Thursday night, after scoring a game-high 27 points and dishing out seven assists in a 112-107 Celtics win over the Bucks, Thomas took a little time to savor the recognition of his former employer.
After making a couple of stunning passes to find open teammates, including one over three Bucks to Jae Crowder for a game-clinching three, Thomas was asked if he heard McDonough’s admission.
“Yeah, did,” Thomas said. “I mean it’s cool. I’m starting to get more and more respect, I guess. It feels good to hear him finally say that. But like I always say, I’m focused here on the Celtics. I’m not focused on what happened in the past. When I saw that this morning, it was nice to see somebody say something like that.”
Thomas might have felt snubbed by the Suns when he was traded but he’s turned himself into an All-Star scoring point guard for the third-best team in the Eastern Conference, so there is satisfaction in that.
“I’ve always felt overlooked,” Thomas said. “Ever since All-Star selection, guys are kind of liking what I do, I guess.”
Thomas admitted that he’s a much different player than the one that played in Phoenix even two years ago.
“The game’s slowing down for me,” Thomas said. “For the most part, I’m a better decision-maker. I’m not just trying to score every time. That’s something I’ve done my whole life where scoring has been easy for me but now, it’s just trying to pick and choose my spots, knowing when to be aggressive for myself and knowing when to get other guys going. I think that’s my next step, just becoming a more complete basketball player, just being unpredictable and going out there and trying to make the right play, each and every time.

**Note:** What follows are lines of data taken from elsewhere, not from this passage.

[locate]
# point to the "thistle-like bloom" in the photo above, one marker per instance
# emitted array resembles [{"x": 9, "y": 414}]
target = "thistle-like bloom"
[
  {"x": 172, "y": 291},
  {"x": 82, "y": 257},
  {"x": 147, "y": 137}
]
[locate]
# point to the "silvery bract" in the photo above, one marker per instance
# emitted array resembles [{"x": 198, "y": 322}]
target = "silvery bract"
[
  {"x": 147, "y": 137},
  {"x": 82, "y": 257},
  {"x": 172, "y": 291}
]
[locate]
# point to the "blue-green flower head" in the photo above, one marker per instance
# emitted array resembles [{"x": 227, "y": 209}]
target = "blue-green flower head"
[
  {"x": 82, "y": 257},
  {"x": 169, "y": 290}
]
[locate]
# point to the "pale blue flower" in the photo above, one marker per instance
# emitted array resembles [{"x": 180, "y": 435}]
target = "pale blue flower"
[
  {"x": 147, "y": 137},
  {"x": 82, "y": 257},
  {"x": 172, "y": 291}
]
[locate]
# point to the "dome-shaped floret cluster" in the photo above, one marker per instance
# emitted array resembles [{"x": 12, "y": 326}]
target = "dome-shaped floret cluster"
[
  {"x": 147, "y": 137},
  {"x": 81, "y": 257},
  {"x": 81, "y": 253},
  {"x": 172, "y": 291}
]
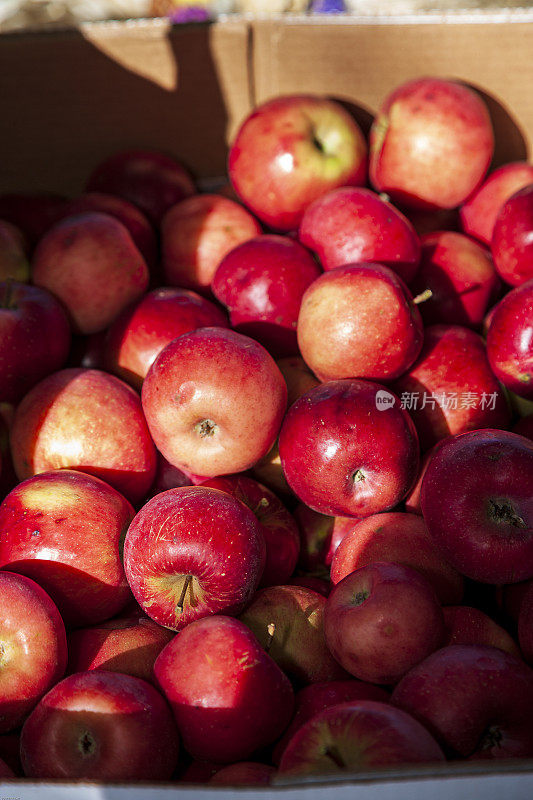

“I think just because I’m labeled as a scorer. If you score too much, guys say you don’t pass. If you pass too much, like [Rajon] Rondo, they say you can’t score. They’re always going to say something so you’ve just got to take what the defense gives you.”
Speaking of Rondo, does Thomas think Rondo could’ve pulled off that behind-the-head, no-look pass with 50.6 seconds left Thursday night?
“No doubt. You all probably seen that before. He probably did something even crazier than that.”